Nils John Nilsson (born 1933) is one of the founding researchers in the discipline of artificial intelligence. He is the first Kumagai Professor of Engineering (Emeritus) in Computer Science at Stanford University, position that he held since the chair was established in 1990 through 1995. He is particularly famous for his contributions to search, planning, knowledge representation, and robotics.

Nilsson received his Ph.D. from Stanford in 1958, and spent much of his career at SRI International, a private research lab spun off from Stanford. His research has been based mainly on the premise that intelligence is based on knowledge that must be represented explicitly.

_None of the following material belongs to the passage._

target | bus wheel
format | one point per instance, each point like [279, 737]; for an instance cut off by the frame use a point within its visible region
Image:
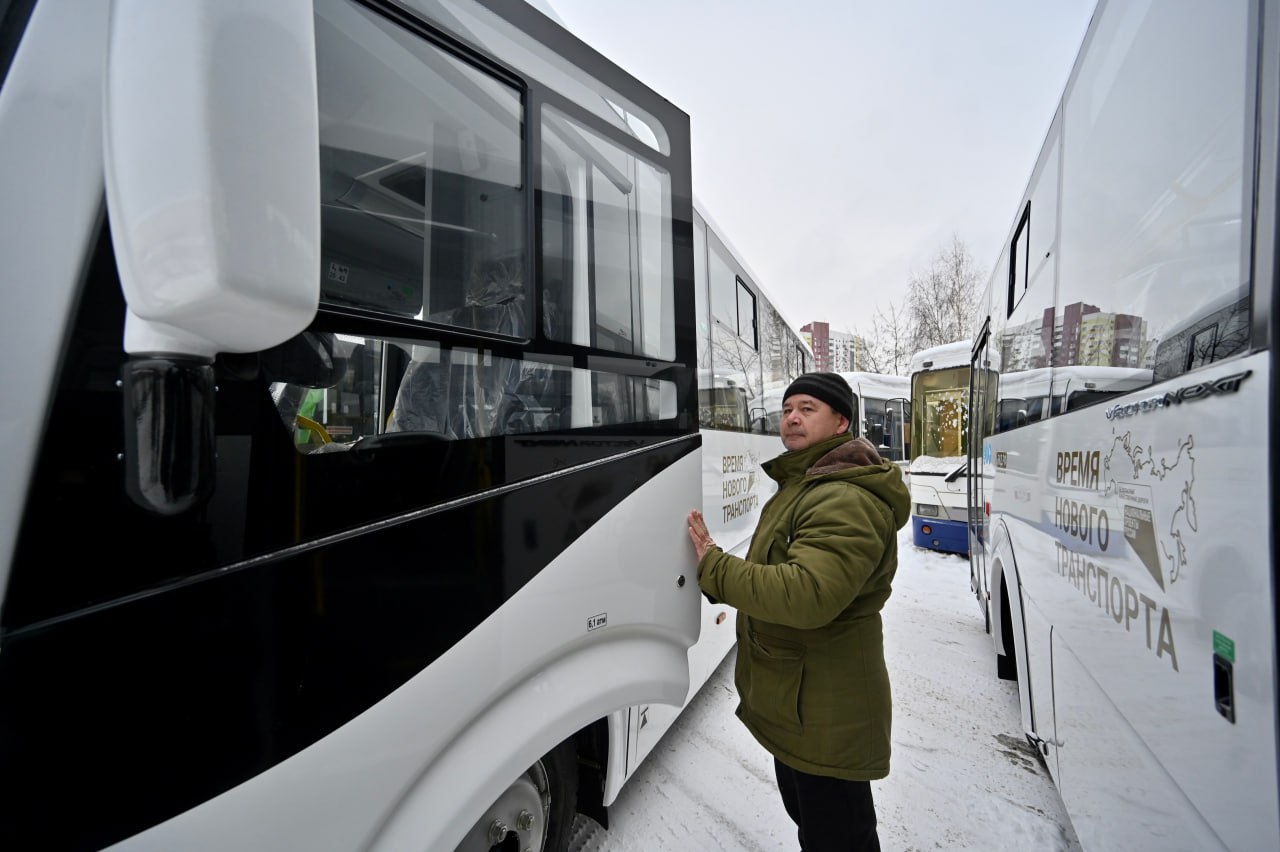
[535, 812]
[1006, 663]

Early life and education[edit]

Career[edit]

SRI International[edit]

Starting in 1966, Nilsson, along with Charles A. Rosen and Bertram Raphael, led a research team in the construction of Shakey, a robot that constructed a model of its environment from sensor data, reasoned about that environment to arrive at a plan of action, then carried that plan out by sending commands to its motors. This paradigm has been enormously influential in AI. (Textbooks such as (Charniak & McDermott 1985), (Ginsberg 1993) and the first edition of (Russell & Norvig 1992) show this influence in almost every chapter, although the entire field has not always stayed under its spell.) Although the basic idea of using logical reasoning to decide on actions is due to John McCarthy (McCarthy), Nilsson's group was the first to embody it in a complete agent, along the way inventing the A* search algorithm (Hart, Nilsson & Raphael 1968) and founding the field of automated temporal planning. In the latter pursuit, they invented the STRIPS planner (Fikes & Nilsson 1971), whose action representation is still the basis of many of today's planning algorithms. The subfield of automated temporal planning called classical planning is based on most of the assumptions built into STRIPS.

Stanford University[edit]

In 1985 Nilsson became a faculty member at Stanford University, in the Computer Science Department. He was chair of the department from 1985 to 1990. He was the fourth President of the AAAI (1982–83) and a Founding Fellow of that organization. Nilsson has written or coauthored several books on AI, including two that have been especially widely read (Nilsson 1980, Genesereth & Nilsson 1987).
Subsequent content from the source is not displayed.